Monday, 8th march 2021 | General News
Marco Arezio - Consulente materie plastiche - Online Products and Greenwashing: How to Defend Against a Rising Phenomenon

Online commerce is advancing overwhelmingly in consumer habits, thanks to some peculiarities that help the phenomenon.

Speed of delivery, ease of purchase, very large catalogs, low prices and convenience compared to buying in a physical store, especially in times like these where there are restrictions on mobility.

An online sales race is also made by producers of articles who until recently did not use this channel and, therefore, the supply basin is became really huge.

Among thousands of offers for similar items, marketers have refined customer persuasion techniques by knowing what consumers expect to find in a product.

The European Commission and national consumer protection authorities have investigated the offers of some products in the online market and have noticed a massive display of misleading, exaggerated messages and sometimes false about greenwashing.

Since the consumers who use the online shopping service are also customers who generally require more sustainable products, information on the products for sale by manufacturers or the advertising on the article, are often imbued with statements that recall the sustainability and recyclability of the same.

Terms such as recycled, green, green economy, ecological, organic, zero impact, and many others are often found on packaging but, in reality, do not always reflect the production chain of the article, giving the customer incorrect information and without supporting the claims with evidence.

A study by the European Community evaluated 344 "apparently dubious" sustainability statements made online by companies, most of them in the clothing and textile sectors , cosmetics, personal care and household appliances.

In 42% of cases, the national control authorities found that the statements printed on the packaging were false, misleading or potentially misleading for consumers, therefore to be considered as an unfair practice under European Union law.

This information that the consumer finds on the packaging is not sufficient to allow a correct choice of the product and, in 37% of cases, deliberately vague terms are used without data clear and certified support.

European Commissioner for Justice Didier Reynders, said that while some companies strive to produce truly eco-friendly products, others take a shorter route and at no cost, through the use of vague, false or exaggerated claims.

To talk about a sector in which the phenomenon is there for all to see, we can mention the sector of production and refining of fossil fuels, whose companies are spending huge economic resources to create a greener reputation.

But it is also interesting to note, for example, the information that consumers can find on a bottle of detergent, in which we often read the phrase: Recyclable Product.

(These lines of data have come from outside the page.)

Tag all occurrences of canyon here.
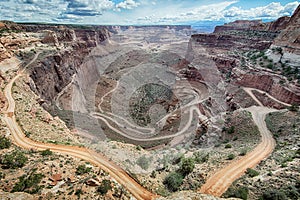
[0,4,300,199]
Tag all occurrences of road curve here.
[3,54,158,200]
[199,106,276,197]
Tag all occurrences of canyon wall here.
[237,74,300,104]
[30,26,109,102]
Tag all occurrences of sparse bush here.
[179,158,195,176]
[260,190,287,200]
[288,104,299,112]
[11,172,44,194]
[1,151,28,169]
[0,137,11,149]
[136,145,142,151]
[194,152,209,164]
[76,165,91,175]
[97,180,112,195]
[164,172,183,192]
[239,149,247,156]
[227,153,235,160]
[224,187,249,200]
[136,156,151,170]
[41,149,53,156]
[246,168,259,178]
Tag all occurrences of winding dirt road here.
[3,54,158,200]
[199,88,276,197]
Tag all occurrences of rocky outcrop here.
[30,26,109,102]
[192,31,274,51]
[267,16,290,31]
[237,74,300,104]
[0,191,35,200]
[214,20,264,33]
[272,6,300,67]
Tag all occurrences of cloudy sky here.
[0,0,300,25]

There is no doubt that it is a correct statement, an HDPE bottle made with virgin polymer is recyclable, but it is misleading, if also combined with acronyms or drawings that make you imagine the nature and care of the ecosystem, inducing the consumer to buy a bottle that does not follow the principles of the circular economy.

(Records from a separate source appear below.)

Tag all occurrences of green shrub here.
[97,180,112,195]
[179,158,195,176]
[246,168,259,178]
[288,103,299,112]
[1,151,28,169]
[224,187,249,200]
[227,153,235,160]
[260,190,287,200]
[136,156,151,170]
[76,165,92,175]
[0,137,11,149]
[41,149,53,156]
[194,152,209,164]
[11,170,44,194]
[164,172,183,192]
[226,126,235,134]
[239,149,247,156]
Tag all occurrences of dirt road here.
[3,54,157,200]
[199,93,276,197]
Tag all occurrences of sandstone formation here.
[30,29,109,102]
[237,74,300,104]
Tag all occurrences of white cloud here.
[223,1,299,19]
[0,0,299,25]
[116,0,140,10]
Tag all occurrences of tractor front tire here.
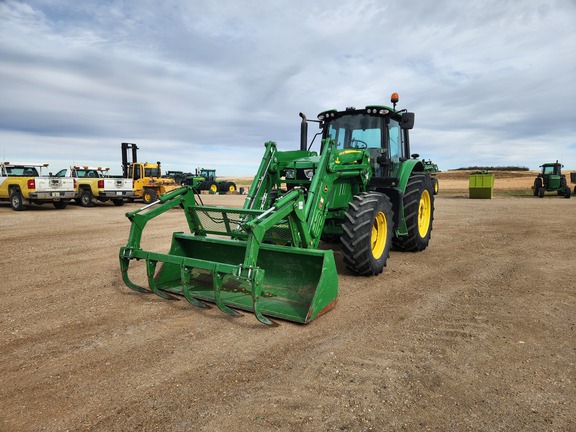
[393,175,434,252]
[534,177,542,196]
[432,177,440,195]
[10,189,26,211]
[340,192,394,276]
[80,189,94,207]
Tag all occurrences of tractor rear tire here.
[393,175,434,252]
[340,192,394,276]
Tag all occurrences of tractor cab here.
[318,93,414,178]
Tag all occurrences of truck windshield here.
[325,114,384,149]
[6,167,38,177]
[144,168,160,177]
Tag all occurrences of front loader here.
[120,94,434,325]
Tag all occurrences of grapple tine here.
[146,259,180,300]
[180,265,211,309]
[212,269,242,317]
[120,257,151,294]
[251,269,279,327]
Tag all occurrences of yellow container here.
[469,173,494,199]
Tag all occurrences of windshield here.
[144,168,160,177]
[325,114,384,149]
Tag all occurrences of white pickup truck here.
[56,166,134,207]
[0,162,76,211]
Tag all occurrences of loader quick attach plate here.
[120,233,338,324]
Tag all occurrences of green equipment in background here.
[532,161,576,198]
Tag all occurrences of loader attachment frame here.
[119,187,338,325]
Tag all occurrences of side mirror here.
[400,112,414,129]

In fact, in order to respect the rules of the circularity of raw materials, the bottle must be made of recycled plastic and, on the label, there must be a sentence similar to : bottle made with recycled material that can be recycled again.

The European Commission has sent member states a warning of attention to these unfair practices with the exhortation to monitor and punish those who transgress the rules.

It is always important for the consumer to inquire before making a purchase, trying to get a clear picture of what is recycled, recyclable or falsely recycled, comparing more products and information that manufacturers distribute to the market.

Automatic translation. We apologize for any inaccuracies. Original article in Italian.